第251章 败绩失据,尘缘散聚(3 / 9)

投票推荐 加入书签 留言反馈

  殷士儋毫不掩饰心中委屈,皇帝也再三表达不再信任——活似那和离的夫妻,为了谁是谁非僵持不下。
  门口站岗的近卫统领骆思恭眉头紧锁,殷士儋身后看顾的锦衣指挥佥事蒋克谦若有所思,皇帝身侧的司礼监秉笔太监魏朝面无表情。
  于慎行与李长春对视一眼,终于后知后觉地回过味来。
  户部早就意欲收归盐政与票务大权,又恐殷士儋意气用事,蓄谋坏事,这才酝酿许久,引而不发。

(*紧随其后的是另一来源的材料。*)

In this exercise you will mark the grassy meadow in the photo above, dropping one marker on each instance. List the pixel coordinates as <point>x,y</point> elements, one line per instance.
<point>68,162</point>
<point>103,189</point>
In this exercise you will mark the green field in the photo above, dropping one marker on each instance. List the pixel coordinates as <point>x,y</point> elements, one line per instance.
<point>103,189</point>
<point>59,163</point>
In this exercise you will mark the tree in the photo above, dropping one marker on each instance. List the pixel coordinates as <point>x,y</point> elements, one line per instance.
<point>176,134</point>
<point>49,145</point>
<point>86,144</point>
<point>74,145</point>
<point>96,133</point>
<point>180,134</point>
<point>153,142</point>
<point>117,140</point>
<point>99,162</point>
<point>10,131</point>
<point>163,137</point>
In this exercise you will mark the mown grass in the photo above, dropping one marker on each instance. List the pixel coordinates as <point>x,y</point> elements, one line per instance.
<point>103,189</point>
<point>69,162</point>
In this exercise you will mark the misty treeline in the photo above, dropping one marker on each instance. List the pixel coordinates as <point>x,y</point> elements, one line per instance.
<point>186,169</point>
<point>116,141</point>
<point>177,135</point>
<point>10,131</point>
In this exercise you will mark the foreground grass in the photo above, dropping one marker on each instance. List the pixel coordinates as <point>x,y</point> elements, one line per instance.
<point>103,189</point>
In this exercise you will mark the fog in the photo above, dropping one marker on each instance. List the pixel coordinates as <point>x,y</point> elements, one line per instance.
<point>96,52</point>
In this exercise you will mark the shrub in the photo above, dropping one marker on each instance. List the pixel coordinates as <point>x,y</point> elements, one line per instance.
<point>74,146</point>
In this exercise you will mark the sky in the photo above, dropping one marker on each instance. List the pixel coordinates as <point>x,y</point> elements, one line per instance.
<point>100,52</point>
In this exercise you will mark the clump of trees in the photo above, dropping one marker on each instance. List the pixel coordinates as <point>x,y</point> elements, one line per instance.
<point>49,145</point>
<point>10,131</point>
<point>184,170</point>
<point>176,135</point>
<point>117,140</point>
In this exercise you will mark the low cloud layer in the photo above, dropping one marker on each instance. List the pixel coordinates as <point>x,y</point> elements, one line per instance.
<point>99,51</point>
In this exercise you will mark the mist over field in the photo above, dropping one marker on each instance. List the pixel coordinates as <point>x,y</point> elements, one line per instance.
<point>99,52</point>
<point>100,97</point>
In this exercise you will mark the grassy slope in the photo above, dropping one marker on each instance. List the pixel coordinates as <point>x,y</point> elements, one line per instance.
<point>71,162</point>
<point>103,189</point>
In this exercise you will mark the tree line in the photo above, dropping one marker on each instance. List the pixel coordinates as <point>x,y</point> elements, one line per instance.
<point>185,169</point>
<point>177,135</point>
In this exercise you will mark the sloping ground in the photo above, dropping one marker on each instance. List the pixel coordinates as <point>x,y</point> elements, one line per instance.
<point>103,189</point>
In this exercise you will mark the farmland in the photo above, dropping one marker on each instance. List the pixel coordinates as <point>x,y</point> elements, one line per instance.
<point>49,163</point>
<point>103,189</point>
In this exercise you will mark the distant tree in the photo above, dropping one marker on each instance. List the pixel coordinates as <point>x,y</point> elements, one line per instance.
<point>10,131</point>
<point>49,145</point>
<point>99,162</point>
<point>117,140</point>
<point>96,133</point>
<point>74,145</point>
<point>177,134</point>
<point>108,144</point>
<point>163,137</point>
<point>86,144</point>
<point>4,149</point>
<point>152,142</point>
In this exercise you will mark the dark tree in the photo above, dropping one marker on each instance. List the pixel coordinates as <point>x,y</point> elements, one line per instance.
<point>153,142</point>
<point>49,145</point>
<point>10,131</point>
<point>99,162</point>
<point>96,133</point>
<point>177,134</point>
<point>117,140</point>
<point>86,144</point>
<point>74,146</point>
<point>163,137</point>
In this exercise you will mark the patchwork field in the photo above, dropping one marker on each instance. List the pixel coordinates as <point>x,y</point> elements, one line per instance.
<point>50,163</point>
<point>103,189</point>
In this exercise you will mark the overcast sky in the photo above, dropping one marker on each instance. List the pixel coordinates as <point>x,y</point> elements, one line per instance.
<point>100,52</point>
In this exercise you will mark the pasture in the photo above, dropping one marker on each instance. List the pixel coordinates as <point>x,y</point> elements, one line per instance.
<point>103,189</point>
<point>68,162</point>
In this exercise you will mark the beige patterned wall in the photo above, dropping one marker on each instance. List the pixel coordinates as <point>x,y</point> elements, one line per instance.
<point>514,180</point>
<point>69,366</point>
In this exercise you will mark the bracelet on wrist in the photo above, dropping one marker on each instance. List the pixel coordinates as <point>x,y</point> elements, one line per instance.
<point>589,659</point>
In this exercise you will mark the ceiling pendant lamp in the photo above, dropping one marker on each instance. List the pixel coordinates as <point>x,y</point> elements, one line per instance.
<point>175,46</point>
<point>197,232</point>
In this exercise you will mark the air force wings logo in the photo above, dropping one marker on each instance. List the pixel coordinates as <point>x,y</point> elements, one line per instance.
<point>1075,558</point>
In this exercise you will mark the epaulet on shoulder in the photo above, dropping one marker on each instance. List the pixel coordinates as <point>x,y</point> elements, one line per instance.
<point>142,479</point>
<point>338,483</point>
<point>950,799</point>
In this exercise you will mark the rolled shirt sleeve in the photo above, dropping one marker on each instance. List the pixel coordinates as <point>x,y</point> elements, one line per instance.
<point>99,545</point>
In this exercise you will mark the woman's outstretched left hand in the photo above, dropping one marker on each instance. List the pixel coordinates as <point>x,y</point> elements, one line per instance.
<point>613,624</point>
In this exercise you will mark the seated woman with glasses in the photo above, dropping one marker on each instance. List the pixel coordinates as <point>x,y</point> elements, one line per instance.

  如今皇帝趁着南巡,先是微服召见,再当面直言不讳,其目的本就在于直面殷士儋的不满。
  殷士儋显然第一时间便读懂了皇帝的意思!
  既然皇帝抱着这种打算当面诘问,那殷士儋必然要倒一倒苦水,说一说委屈——辩论对错也好,摆出条件也罢,总归是今日特许,过时不候。
  相反,殷士儋若是在这种时候隐忍受侮,风平浪静,那才真是取死有道!
  不过,虽说是皇权特许的怨怼,但这种境况下,也很难不真情流露。
  “八年前微臣得陛下诏复,临危受下整顿盐务的职司,难道微臣彼时也不得陛下信任么?”
  殷士儋猛然抬起头,动摇脱落成榫卯结构的牙齿,被咬得隐隐有间隙配合的趋势,瞪大的瞳孔透过微红的眼眶,直勾勾看向皇帝。
  与张居正、高仪这些人不一样,他殷士儋可不是靠着东宫旧臣的恩宠得势。
  当初因材而用,如今以信而罢,到底是因为他的年老材朽,还是皇帝日渐多疑?
  在场之人都能看出殷士儋此时此刻表露出的踉跄悲情,多少有些共鸣。
  饶是奔着做政治交换而来的朱翊钧,此刻也不由生出一丝恻隐之情。
  朱翊钧思索良久,缓缓站起身。
  他走到跪伏在地的殷士儋面前:“殷卿既然将委屈说到这个地步,朕也与殷卿说说朕的难处。”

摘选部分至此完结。